In 2016, tragedy struck a casino in Metro Manila when a lone armed man entered the complex and set fire to gambling tables and slot machines inside the casino area. Smoke quickly filled the building, and panic spread as guests and employees struggled to understand what was happening and find their way out. In the chaos, 37 people lost their lives—most from smoke inhalation as they tried to escape or hide—while thousands more were left deeply shaken.
In the days and weeks that followed, the impact revealed itself in a different form: trauma. Survivors - many of them employees - reported intense panic responses triggered by ordinary sounds like banging doors, sudden movements, or anything resembling smoke or confinement.
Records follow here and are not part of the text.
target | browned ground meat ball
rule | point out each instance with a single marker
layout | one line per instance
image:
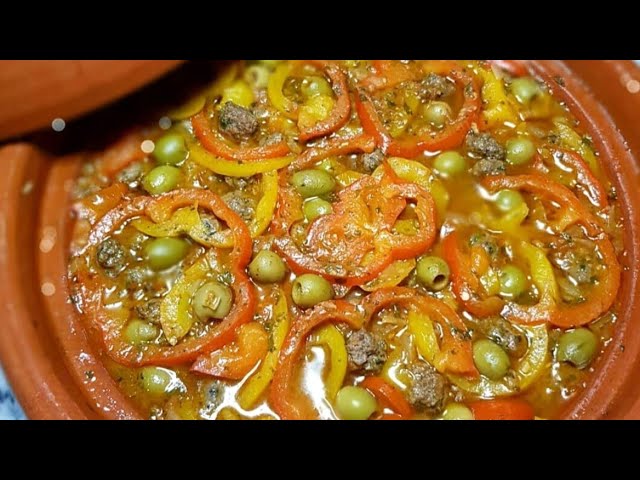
(241, 203)
(150, 310)
(366, 351)
(271, 139)
(371, 161)
(577, 263)
(489, 152)
(435, 86)
(136, 277)
(485, 146)
(506, 335)
(237, 121)
(111, 255)
(427, 391)
(488, 166)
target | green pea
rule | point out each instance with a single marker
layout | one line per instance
(170, 149)
(520, 150)
(257, 76)
(457, 411)
(437, 113)
(512, 280)
(449, 163)
(139, 331)
(212, 300)
(525, 89)
(355, 403)
(314, 86)
(433, 272)
(491, 360)
(314, 207)
(267, 267)
(508, 200)
(309, 289)
(577, 347)
(161, 179)
(162, 253)
(313, 183)
(156, 380)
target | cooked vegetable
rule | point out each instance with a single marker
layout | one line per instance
(212, 300)
(433, 272)
(491, 360)
(161, 179)
(309, 289)
(578, 347)
(520, 150)
(449, 163)
(313, 183)
(170, 149)
(163, 253)
(267, 267)
(359, 239)
(315, 207)
(355, 403)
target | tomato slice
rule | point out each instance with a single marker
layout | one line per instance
(356, 242)
(409, 147)
(108, 327)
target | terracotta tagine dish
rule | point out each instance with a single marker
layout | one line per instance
(107, 272)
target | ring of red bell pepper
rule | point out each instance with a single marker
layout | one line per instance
(361, 224)
(516, 68)
(390, 73)
(450, 136)
(286, 400)
(160, 208)
(602, 295)
(464, 283)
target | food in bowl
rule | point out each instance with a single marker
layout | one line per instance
(353, 240)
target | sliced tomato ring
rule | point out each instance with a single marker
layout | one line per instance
(340, 112)
(288, 401)
(356, 242)
(450, 136)
(602, 294)
(214, 142)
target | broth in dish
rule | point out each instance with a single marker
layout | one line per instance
(353, 240)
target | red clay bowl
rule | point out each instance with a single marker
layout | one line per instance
(35, 92)
(57, 374)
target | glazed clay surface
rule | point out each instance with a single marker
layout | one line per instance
(58, 374)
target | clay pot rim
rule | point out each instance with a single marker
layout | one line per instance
(46, 393)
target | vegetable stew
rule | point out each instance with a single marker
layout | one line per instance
(354, 240)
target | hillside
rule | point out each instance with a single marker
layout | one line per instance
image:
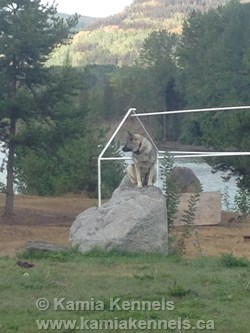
(116, 40)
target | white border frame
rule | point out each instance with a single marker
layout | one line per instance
(177, 154)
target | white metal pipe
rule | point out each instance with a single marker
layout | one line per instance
(145, 130)
(99, 182)
(190, 111)
(104, 150)
(116, 131)
(202, 154)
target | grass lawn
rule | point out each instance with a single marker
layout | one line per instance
(124, 289)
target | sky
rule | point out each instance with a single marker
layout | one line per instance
(95, 8)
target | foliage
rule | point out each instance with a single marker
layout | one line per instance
(242, 201)
(188, 219)
(178, 290)
(214, 71)
(67, 166)
(117, 39)
(169, 187)
(29, 31)
(211, 286)
(229, 260)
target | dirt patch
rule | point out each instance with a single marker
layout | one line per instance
(49, 219)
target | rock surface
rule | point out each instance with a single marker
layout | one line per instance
(186, 180)
(133, 220)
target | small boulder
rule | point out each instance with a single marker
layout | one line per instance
(186, 180)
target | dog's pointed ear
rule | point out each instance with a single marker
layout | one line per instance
(131, 136)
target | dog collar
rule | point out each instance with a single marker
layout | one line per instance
(138, 150)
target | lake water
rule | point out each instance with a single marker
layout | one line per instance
(210, 182)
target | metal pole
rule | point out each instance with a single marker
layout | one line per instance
(104, 150)
(99, 182)
(190, 111)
Sleep became difficult. Normal work routines became overwhelming.
The body remembered what the mind was still trying to process:
One survivor remembered being able to get away while a friend was left behind and did not survive.
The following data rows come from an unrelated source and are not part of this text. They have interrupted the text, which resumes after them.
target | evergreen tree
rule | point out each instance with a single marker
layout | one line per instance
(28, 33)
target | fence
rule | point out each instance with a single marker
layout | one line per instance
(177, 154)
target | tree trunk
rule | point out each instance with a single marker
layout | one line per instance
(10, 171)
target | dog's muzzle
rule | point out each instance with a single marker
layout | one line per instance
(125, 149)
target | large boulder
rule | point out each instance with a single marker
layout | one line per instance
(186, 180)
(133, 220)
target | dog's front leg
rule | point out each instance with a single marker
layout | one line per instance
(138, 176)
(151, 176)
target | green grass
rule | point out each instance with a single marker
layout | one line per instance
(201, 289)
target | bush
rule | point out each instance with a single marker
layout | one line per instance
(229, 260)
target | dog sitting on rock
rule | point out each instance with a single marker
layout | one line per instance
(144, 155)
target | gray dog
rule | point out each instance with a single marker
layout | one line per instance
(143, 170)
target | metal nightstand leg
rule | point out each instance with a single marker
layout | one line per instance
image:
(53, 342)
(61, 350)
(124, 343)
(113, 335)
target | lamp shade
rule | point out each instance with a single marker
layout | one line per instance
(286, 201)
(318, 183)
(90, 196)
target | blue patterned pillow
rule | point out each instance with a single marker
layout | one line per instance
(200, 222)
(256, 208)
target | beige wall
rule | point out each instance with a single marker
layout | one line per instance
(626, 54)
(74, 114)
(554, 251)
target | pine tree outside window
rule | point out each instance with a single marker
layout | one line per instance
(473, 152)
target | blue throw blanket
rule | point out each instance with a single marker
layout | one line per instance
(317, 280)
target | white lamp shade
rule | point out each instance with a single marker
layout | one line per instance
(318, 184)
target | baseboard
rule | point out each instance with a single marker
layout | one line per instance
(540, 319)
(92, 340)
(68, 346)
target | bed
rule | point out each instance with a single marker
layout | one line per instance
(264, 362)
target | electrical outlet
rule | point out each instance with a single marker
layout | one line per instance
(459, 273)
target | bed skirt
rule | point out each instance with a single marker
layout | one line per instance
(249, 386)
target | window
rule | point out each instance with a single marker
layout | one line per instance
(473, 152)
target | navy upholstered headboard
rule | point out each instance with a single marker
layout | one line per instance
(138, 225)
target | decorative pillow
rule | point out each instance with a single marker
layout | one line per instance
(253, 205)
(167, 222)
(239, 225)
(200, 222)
Another survivor - a once strong woman who was extremely independent and recounted the story of chasing down her husband with a wandering eye with a bolo, could not bear being alone.
ChangeStation was called in.
What followed was a 4-day intensive intervention—morning and afternoon sessions—working not only with survivors, but also with frontliners, hotel staff, top management, and even funeral home teams who were handling the aftermath of the tragedy. We coached individuals as well as held plenary sessions for 300 people at a time to remind them that they were stronger than one man. They were more than one evening.
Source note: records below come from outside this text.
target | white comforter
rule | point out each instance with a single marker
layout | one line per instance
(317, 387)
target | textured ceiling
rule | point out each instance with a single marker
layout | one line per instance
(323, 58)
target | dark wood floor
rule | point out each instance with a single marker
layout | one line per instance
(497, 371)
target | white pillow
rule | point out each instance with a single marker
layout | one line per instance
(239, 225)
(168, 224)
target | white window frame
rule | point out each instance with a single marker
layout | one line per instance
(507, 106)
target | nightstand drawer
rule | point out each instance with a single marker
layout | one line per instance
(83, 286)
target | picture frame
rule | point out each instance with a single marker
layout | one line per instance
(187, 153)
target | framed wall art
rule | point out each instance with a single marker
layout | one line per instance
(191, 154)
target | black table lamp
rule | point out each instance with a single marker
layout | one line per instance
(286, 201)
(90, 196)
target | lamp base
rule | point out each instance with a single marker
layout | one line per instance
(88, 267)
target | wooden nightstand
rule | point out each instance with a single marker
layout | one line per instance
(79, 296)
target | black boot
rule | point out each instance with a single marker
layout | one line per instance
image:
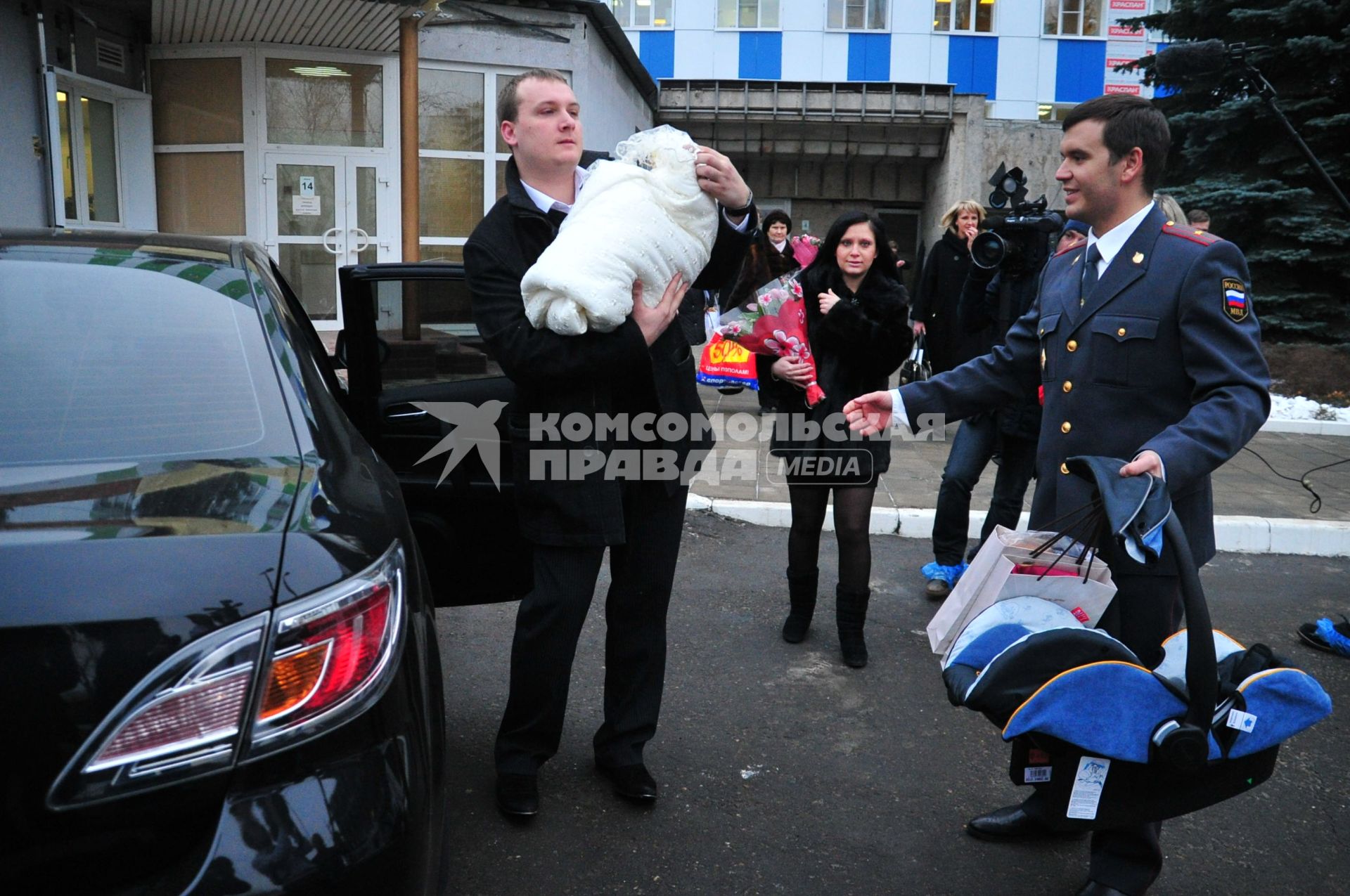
(801, 594)
(851, 613)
We didn’t just deliver training. We created structured spaces for emotional stabilization, grounding, and psychological first aid in the middle of a workplace still carrying shock.
Survivors who could not function, who flinched at sound and struggled with sleep, began slowly returning to work and daily routines.
Not because the trauma disappeared.
But because, for the first time since the incident, it was finally held, understood, and given a place to move through instead of being carried alone.